Due to the success of the program however, it has been extended at select locations through April. “We thank the federal government for their confidence in us and we are pleased that our university sites can continue to be used in the fight against this insidious disease,” said Tommy Thompson, President of the University of Wisconsin System.
Thompson says that the federal government chose the system, out of all other university systems through out the country, in a task that has been relatively smooth. “The federal government asked if we could use 160,000 more tests and we said sure,” said Thompson.Beginning Tuesday, the UW-Oshkosh testing site, inside the Culver Family Welcome Center, reopened. Anyone who would like to get a free test completed there needs to do so by appointment. Individuals do not have to be experiencing symptoms or be in close contact with someone with COVID-19 to get a test.
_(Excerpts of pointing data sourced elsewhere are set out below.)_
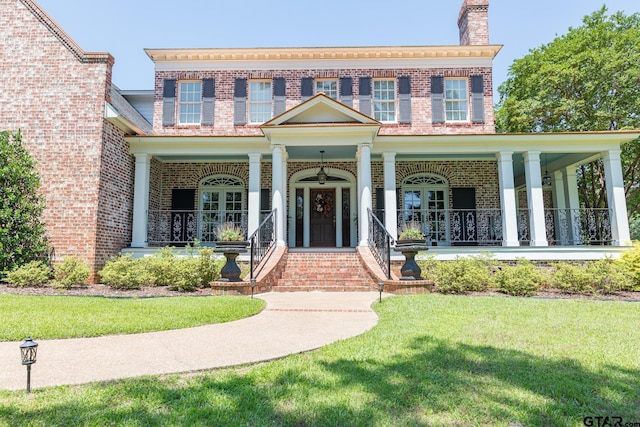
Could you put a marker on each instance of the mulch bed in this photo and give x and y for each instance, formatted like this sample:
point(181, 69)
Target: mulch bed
point(163, 291)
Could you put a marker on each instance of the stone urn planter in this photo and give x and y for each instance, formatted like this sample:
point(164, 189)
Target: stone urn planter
point(230, 271)
point(410, 248)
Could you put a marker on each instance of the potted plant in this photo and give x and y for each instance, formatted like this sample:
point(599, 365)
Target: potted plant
point(410, 241)
point(230, 242)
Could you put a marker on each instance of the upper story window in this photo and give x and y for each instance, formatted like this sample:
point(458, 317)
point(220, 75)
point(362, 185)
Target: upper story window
point(456, 100)
point(329, 87)
point(190, 104)
point(259, 101)
point(384, 100)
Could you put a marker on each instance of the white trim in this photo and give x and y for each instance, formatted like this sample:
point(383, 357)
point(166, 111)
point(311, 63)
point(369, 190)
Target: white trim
point(295, 184)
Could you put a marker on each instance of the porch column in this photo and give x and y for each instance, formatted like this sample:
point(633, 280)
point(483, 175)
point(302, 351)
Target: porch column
point(616, 199)
point(573, 204)
point(285, 157)
point(390, 198)
point(535, 200)
point(253, 204)
point(141, 201)
point(277, 195)
point(562, 214)
point(364, 191)
point(507, 199)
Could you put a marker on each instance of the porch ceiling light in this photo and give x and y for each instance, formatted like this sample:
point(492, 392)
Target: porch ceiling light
point(322, 175)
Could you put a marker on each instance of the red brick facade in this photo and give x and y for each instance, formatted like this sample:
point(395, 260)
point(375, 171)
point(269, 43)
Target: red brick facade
point(55, 93)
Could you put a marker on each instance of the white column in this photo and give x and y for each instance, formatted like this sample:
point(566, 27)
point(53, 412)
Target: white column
point(535, 200)
point(364, 195)
point(277, 196)
point(253, 204)
point(141, 201)
point(285, 157)
point(338, 215)
point(507, 199)
point(390, 197)
point(562, 214)
point(573, 205)
point(616, 198)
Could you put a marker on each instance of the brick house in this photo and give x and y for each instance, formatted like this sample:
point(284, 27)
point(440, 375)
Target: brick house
point(323, 142)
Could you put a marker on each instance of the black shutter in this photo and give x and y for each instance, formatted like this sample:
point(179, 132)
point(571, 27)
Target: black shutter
point(208, 100)
point(240, 102)
point(169, 102)
point(437, 99)
point(380, 204)
point(364, 95)
point(404, 98)
point(464, 208)
point(279, 95)
point(306, 88)
point(477, 99)
point(346, 91)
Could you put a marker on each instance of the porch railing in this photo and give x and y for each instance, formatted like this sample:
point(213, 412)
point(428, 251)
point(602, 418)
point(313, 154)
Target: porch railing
point(262, 241)
point(380, 242)
point(467, 227)
point(179, 227)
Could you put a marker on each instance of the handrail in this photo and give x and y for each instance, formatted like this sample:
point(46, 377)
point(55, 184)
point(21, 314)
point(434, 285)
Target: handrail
point(380, 242)
point(262, 240)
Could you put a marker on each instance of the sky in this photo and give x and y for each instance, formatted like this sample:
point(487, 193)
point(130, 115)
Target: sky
point(125, 27)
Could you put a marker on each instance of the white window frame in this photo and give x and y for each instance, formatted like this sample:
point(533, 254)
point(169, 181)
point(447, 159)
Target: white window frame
point(191, 91)
point(257, 91)
point(455, 107)
point(331, 92)
point(383, 106)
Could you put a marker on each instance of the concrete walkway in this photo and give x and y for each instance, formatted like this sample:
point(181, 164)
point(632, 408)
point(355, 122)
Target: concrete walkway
point(291, 323)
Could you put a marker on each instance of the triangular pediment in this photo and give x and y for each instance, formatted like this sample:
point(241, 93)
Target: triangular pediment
point(319, 110)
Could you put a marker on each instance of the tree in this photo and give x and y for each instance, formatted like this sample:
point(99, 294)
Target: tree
point(585, 80)
point(22, 233)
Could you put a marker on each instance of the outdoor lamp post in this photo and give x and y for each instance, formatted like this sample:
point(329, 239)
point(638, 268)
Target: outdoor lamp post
point(28, 351)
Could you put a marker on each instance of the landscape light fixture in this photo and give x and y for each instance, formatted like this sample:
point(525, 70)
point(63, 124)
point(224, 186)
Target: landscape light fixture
point(28, 350)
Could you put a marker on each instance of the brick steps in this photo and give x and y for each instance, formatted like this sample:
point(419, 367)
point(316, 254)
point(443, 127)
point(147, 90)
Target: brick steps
point(322, 271)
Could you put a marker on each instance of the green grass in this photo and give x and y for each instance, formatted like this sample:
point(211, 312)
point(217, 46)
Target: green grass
point(71, 317)
point(432, 360)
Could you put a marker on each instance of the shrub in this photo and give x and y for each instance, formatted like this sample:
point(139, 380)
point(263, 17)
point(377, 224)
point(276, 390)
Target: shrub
point(608, 277)
point(522, 279)
point(71, 271)
point(33, 273)
point(125, 273)
point(462, 275)
point(570, 278)
point(630, 262)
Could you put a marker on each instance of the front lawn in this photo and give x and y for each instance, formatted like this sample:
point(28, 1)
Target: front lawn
point(432, 360)
point(46, 317)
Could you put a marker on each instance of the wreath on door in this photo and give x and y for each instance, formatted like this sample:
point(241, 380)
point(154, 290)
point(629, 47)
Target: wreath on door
point(322, 204)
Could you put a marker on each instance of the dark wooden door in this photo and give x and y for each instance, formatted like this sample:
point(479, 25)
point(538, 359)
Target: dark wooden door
point(323, 218)
point(182, 216)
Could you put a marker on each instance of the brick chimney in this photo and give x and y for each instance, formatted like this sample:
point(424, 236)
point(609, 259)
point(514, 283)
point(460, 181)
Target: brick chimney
point(473, 22)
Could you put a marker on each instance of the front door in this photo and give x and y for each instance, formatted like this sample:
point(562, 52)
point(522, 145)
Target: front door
point(323, 218)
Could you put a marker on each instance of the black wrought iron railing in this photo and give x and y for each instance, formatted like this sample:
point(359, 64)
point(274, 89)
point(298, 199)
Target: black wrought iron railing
point(261, 242)
point(380, 242)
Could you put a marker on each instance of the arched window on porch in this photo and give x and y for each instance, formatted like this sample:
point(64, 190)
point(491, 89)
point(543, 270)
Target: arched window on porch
point(221, 199)
point(425, 199)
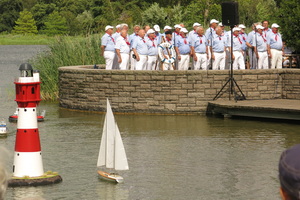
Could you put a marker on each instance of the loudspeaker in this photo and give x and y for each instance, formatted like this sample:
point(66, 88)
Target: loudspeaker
point(230, 13)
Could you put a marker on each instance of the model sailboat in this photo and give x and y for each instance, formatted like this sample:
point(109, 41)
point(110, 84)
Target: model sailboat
point(112, 154)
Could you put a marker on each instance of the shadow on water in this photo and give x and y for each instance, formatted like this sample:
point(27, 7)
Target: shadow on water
point(170, 157)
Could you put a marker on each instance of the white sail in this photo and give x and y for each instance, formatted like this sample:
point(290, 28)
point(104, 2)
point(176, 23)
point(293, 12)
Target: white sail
point(102, 151)
point(112, 153)
point(120, 155)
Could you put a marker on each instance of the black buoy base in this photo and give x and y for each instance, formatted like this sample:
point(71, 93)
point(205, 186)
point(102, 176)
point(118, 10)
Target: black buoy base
point(19, 182)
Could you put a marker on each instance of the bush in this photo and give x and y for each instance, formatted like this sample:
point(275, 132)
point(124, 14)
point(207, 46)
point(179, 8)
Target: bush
point(65, 51)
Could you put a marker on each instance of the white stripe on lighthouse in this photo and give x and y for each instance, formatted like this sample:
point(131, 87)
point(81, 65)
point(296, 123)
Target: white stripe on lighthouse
point(28, 164)
point(27, 118)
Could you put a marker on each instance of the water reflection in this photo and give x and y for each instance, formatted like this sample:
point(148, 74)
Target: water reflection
point(170, 157)
point(113, 191)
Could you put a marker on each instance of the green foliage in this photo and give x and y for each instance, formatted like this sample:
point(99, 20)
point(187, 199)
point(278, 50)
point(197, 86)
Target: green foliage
point(9, 13)
point(28, 4)
point(288, 20)
point(154, 15)
point(86, 21)
point(65, 51)
point(55, 25)
point(263, 10)
point(176, 15)
point(195, 13)
point(25, 24)
point(215, 12)
point(40, 12)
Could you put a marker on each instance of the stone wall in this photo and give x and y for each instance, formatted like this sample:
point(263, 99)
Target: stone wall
point(188, 92)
They also do not need to live in the community where the testing site is located. Registration must be completed online: https://www.doineedacovid19test.com/
The UW-Green Bay testing site, inside of Weidner Center for the Performing Arts, will reopen on Wednesday January 27th. The Green Bay location has seen success due to a number of reasons as well. “Here at UW-Green Bay, we are very fortunate to offer a drive through option, which is convenient for testers. It’s a little challenging here in Green Bay with the weather, but we’ve certainly seen high demand,” said Susan Grant Robinson of University of Green Bay. Robinson says that they first day of testing was a bit of a challenge due to a high number of people needing tests. “We did have long lines on the first day, but we have since worked that out,” said Robinson.